So, I have a list of PWM for TF from Transfac Pro. I have mapped the possible matrix name to their corresponding gene via Ensembl gene ID. In total, I have 1082 genes assigned to the PWM. Some PWMs are heterodimer so 1 matrix can be assigned to 2 or more genes. My goal is to create a network among these transcription factor via binding matrix.
My workflow is:
I extract all 1082 genes promoter region. I set this to 500 nucleotide before first nucleotide in the first exon.
I use FIMO from MEME-suite to make the binding prediticion with p-value set to 1e-4.
In the end, I want to get what TF regulate another TF and the end result would be a network of TFs that regulate each other.
I have finished the FIMO calculation and after I mapped the matrix to gene name, I have around 200,000 TF-target pair.
After I check the number of TF for each gene and number of target for each TF, the number doesn't feel right.It is way too many.

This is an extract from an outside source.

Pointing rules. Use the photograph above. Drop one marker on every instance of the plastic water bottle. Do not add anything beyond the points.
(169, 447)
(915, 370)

For example, 1 TF can have almost 900 target genes. On the other hand, 1 gene can have more than 900 TF. I understand that this calculation only calculate whether the PWM can match some pattern in the DNA sequence in the binding region.
My question is, is there any way to at least filter the TF-Target pair, not only using p-value but also other factor such as TF combination. It is impossible to have 900 TF while the binding region is only 500 nucleotide long.
Thank you for your opinion and suggestion.